プロローグ
イリスの杖1
「はぁ!はぁ!はぁ!はぁ!」
荒く早い息遣いが響く。
長い銀色の髪が、木々の間を抜けた陽光に照らされ、灰色に色褪せている。
その髪を揺らしながら彼女は、草木が生い茂る森の中を、小枝や葉を掻き分けながら走り続けていた。
「きゃっ!」
小石に躓き地面に身体を叩きつける。しかし身に付けている無駄に地味で実用的な衣服のお陰で、地面に散らばる小枝が刺さる、ということはなかった。
「走れ!!止まったら捕まるぞ!!」
野太い声がどこからともなく聞こえてくる。慌てて周囲を見渡せば一人の巨漢の男が、こっちに合図している。
ーーこの先に作戦ポイントがある。あと少しだ。
彼女は痛む足を動かし立ち上がる。そして男が指し示した先へと再び走り出す。
ずっと走り続ければいい。それで罠にかかった瞬間、総攻撃だ。
この作戦の前にチームのリーダーがそう言っていた。そして、
君達魔導師......君は魔導師じゃないかもしれないけど、魔法攻撃はこの種の魔物には非常に有効だ。頼りにしてるぞ。
と続けていた。
彼女は魔導師だ。魔法を扱うのを得意とし、主に後衛で戦闘を行う。だが彼女は今現在、魔物に追われる、つまり囮のような役目をしている。
これはある意味彼女の責任でもあった。
男が進む方向に合わせて彼女は走っていく。すると後方から、低い地響きとともに、枝が大量に折れていく乾いた音が迫ってくる。
ぎゃォォォォォォ!!
甲高い、決して人間には出せない音域の雄叫びが、すぐ側で聞こえ、それがだんだんと近づいてくる。
ーーあと少しだから......お願い間に合って!
彼女は自分の足に叱咤するように心の中で叫ぶ。既に今までの人生より多く走ったと言えるほどに、彼女の足は限界に来ていた。
走らなきゃ。
彼女はそれだけを考えて足を動かしていた。
その時、前を走っていたであろう巨漢の男が急にこちらを振り返り、何かを伝えるように叫んでいる。その額には汗、そして表情は焦り、危険を示していた。

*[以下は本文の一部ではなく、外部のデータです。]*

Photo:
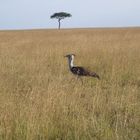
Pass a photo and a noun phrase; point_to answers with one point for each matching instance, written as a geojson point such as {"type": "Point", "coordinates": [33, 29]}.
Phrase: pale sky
{"type": "Point", "coordinates": [33, 14]}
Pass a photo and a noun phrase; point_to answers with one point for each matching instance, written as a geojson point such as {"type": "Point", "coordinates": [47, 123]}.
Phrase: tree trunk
{"type": "Point", "coordinates": [59, 24]}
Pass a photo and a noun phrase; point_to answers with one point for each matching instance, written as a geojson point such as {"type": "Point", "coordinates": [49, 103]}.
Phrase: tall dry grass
{"type": "Point", "coordinates": [41, 100]}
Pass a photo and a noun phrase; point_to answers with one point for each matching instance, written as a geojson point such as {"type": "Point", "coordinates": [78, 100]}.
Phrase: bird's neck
{"type": "Point", "coordinates": [70, 61]}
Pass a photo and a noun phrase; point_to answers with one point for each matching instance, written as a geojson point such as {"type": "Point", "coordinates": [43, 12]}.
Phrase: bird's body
{"type": "Point", "coordinates": [80, 71]}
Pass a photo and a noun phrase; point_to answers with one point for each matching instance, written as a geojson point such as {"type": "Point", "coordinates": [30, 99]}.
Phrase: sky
{"type": "Point", "coordinates": [35, 14]}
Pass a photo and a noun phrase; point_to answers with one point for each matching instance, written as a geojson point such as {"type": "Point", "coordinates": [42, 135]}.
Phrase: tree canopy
{"type": "Point", "coordinates": [59, 16]}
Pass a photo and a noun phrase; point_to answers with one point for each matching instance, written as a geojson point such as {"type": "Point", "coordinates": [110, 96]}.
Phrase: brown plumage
{"type": "Point", "coordinates": [80, 71]}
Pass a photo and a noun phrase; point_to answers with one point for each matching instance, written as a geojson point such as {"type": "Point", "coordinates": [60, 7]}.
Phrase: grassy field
{"type": "Point", "coordinates": [41, 100]}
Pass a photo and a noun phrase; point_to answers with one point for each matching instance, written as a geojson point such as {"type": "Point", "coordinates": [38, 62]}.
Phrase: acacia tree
{"type": "Point", "coordinates": [59, 16]}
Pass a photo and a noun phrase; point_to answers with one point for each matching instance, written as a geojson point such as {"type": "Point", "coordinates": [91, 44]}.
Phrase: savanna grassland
{"type": "Point", "coordinates": [41, 100]}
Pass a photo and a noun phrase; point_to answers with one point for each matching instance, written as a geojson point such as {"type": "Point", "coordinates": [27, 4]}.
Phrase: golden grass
{"type": "Point", "coordinates": [41, 100]}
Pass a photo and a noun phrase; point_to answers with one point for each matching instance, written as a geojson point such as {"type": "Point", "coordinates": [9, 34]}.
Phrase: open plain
{"type": "Point", "coordinates": [41, 100]}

だがその声が彼女に届くことはなかった。甲高い、人の声ではないおぞましい声に男の声はむなしくかき消されたからだ。
すぐ間近くで聞こえる音。彼女の思考がそれで停止した。
気力で走っていたとは言っても、それが脳を一切使っていないわけでは決してない。注意力を失えば、容易にバランスを崩してしまう。山の中なんて場所ならなおさらだ。
出っ張った石に引っかかり、そのまま茂みの中へと突っ込んでしまう。もう彼女の脳は何もかもがめちゃくちゃだった。グワングワンと目が回転し、何も考えれない。
地面が、大地がその生物によって揺れ動く。三半規管が何も機能せず上か下かもわからない。
生ぬるい、気持ちの悪い吐息が彼女の身体を舐め尽くす。むせ返るような匂いが吐き気を催す。
彼女が目を開ければそこには巨大な二つの目玉。真っ黒でまん丸なその目が彼女の姿を映している。仲間の大男よりもずっと大きな巨体に、少しピンクがかかった鱗のびっしり揃った堅牢な皮膚。二つの翼は、飛ぶというより寧ろ獲物を吹き飛ばし、叩きつける武器として使われているようだ。
そして彼女の目の前で巨大で硬質なクチバシがゆっくりと開かれる。
その奥には暗い、だが確かにそこには、僅かに鈍く光る魔法陣が見える。魔法が発生する際に必ず構築されるそれは、彼女が防ぐことにできる威力を遥かに超えている。
きっと彼女を丸焦げにして食べるつもりなんだろう。
ーー嫌だ...。まだ...死にたくない。
彼女はダラリと下げた右手に杖に力を加える。そのただの木の棒としか思えないそれが、僅かに発光する。
「我が魔力を喰らいて暗闇を照らす一筋の迅光と成れ」
彼女が覚えた唯一の攻撃魔法。最も弱い初級魔法で、まだ完璧に使いこなせているわけでもない。この魔物の魔法と力くらべすれば、豆腐を切るよりも容易く潰されてしまうだろう。だけど彼女は叫んだ。精一杯の生きる気持ちを乗せて。
「ライトニング・ボルト!!」
その光に包まれ、あるいは魔物の魔法に呑まれて、彼女の目の前は白光に染まった。